Wiązano z nim ogromne nadzieje w Krakowie, a okazał się rozczarowaniem. Tydzień temu Biała Gwiazda rozwiązała kontrakt z Igorem Sapałą za porozumieniem stron. W wywiadzie dla „Piłki Nożnej” 29-latek zdradza kulisy swojego odejścia z Wisły.
Sapała trafił do klubu przy Reymonta w styczniu 2023 roku. W bieżącym sezonie wystąpił tylko w czterech oficjalnych meczach Białej Gwiazdy. Wszystko ze względu na kontuzje, której pomocnik nabawił się w wyjazdowym starciu eliminacji Ligi Europy z Rapidem.
W rozmowie z „Piłką Nożną” piłkarz odsłania szczegóły swojego rozstania z Wisłą. Start kampanii miał naprawdę obiecujący. Już w pierwszej potyczce z kosowskim Llapi Sapała zdobył bramkę i wydawało się, że w końcu będzie to jego sezon.– Wystąpiłem też w rewanżu z Llapi, zagrałem w lidze i wszystko było okej. Wyszedłem w Wiedniu na mecz z Rapidem, gdzie przytrafił się uraz barku, a potem już nie wróciłem do składu – przypomina.

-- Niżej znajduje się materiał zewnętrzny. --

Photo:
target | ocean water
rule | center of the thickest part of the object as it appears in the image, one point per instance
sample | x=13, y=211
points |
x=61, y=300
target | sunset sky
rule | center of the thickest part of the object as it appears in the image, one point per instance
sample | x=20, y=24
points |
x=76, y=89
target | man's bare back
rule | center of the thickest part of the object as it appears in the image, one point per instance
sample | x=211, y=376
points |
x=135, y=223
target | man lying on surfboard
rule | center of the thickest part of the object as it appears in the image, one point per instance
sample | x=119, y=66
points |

– Mam wrażenie, że trener Moskal postawił na mnie krzyżyk. Nie mam pojęcia dlaczego, do dzisiaj jest to dla mnie zagadką. Grałem, strzeliłem bramkę, złapałem kontuzję i potem już nie wróciłem do grania. Nie wiem, czemu nie dostałem znowu szansy. Później już wszystko szło w dół i skończyło się tak, że musieliśmy się dogadać i rozwiązać kontrakt – zdradza 29-latek.
– To była wspólna decyzja. Ja nie chciałem być w klubie, w którym mnie nie chcą, z kolei klub nie chciał mieć zawodnika, którego nie chce. Obie strony chciały dojść do takiego porozumienia. Nie chciałem trenować w rezerwach, to była strata czasu więc chciałem jak najszybciej dogadać się i pożegnać, żeby obie strony były szczęśliwe, a ja mógł zmienić środowisko i zacząć nową przygodę – przyznał.
Sapała w barwach Wisły wystąpił łącznie w 30 spotkaniach. Strzelił w nich dwie bramki i zanotował dwie asysty.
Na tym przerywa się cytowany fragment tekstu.